COVID-19 Certification Requirements

The statement published on added, "COVID certification requires proof of full vaccination status, or a negative Lateral Flow Test in the previous 48 hours, or proof of recovery from a positive PCR test in the previous 30 - 180 days."

Other Measures

Other measures are reportedly to include a significantly increased use of face coverings, more people working from home and more social distancing.

Health Officials Warn COVID-19 Passports May Not Be Enough

Health officials in Northern Ireland have reportedly warned that COVID-19 passports may not be enough to stop hospitals being overwhelmed and "more severe restrictions" may need to be considered next month.

A COVID-19 modelling paper from the Department of Health has reportedly informed Executive ministers that positive cases have increased by 23% in a week.

The paper, which was reportedly seen by the PA news agency, reportedly attributes the surge partly to relaxations in the hospitality sector at the end of October and the return of schools after mid-term.

Hospital admissions have reportedly risen by 19% in the last week, and occupancy is reportedly up 10%.

The conversion rate of cases to hospital admissions has reportedly risen above 2% for the first time since early September, and is reportedly now estimated at approximately 2.8%.

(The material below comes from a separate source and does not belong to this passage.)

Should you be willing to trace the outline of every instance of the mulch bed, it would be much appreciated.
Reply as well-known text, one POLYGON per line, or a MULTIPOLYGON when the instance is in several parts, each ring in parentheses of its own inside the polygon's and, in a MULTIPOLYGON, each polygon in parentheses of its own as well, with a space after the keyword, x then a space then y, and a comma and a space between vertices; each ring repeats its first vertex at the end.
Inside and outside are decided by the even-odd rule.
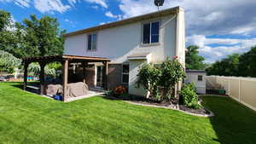
POLYGON ((108 96, 109 99, 112 100, 122 100, 125 101, 128 101, 129 103, 134 103, 138 105, 144 105, 144 106, 152 106, 152 107, 158 107, 162 108, 167 108, 167 109, 177 109, 180 111, 183 111, 186 113, 191 113, 195 115, 201 115, 201 116, 209 116, 212 113, 208 111, 207 109, 204 108, 203 107, 199 109, 193 109, 190 107, 188 107, 184 105, 177 105, 177 102, 173 100, 171 101, 163 101, 163 102, 156 102, 148 99, 146 99, 145 97, 142 96, 131 96, 131 97, 113 97, 113 96, 108 96))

The paper reportedly said that an increase in admissions is inevitable in the coming week and will continue to increase beyond that if cases numbers are not reduced.

Officials reportedly warned that community transmission is at a "high level and increasing rapidly".

The modelling paper reportedly noted that ICU occupancy and deaths have decreased in the last week, but reportedly stressed that the lag in those indicators means that they do not account for the recent surge in infections.

The Health Department experts reportedly stated that without further intervention "as soon as possible", modelling suggests hospital capacity may be exceeded in mid-December, if the current trajectory follows a central pathway.

The paper reportedly stated, "Evidence suggests that adherence to guidelines by the public is declining and that there has been very low uptake of COVID certification on a voluntary basis by the hospitality sector."

The paper reportedly stated the need for immediate measures to increase adherence to current mitigations, such as face mask use and work from home guidance, and reportedly said that those mitigations will be unlikely to bring the reproduction rate below one unless they are accompanied by "widespread use of COVID certification across higher risk settings".

The paper reportedly warned that all of those measures combined may not be sufficient to reduce case numbers, and reportedly said that without a significant decline in community transmission in the next three weeks, "there is a risk that more severe restrictions will need to be considered from mid-December to avoid hospital capacity from being overwhelmed".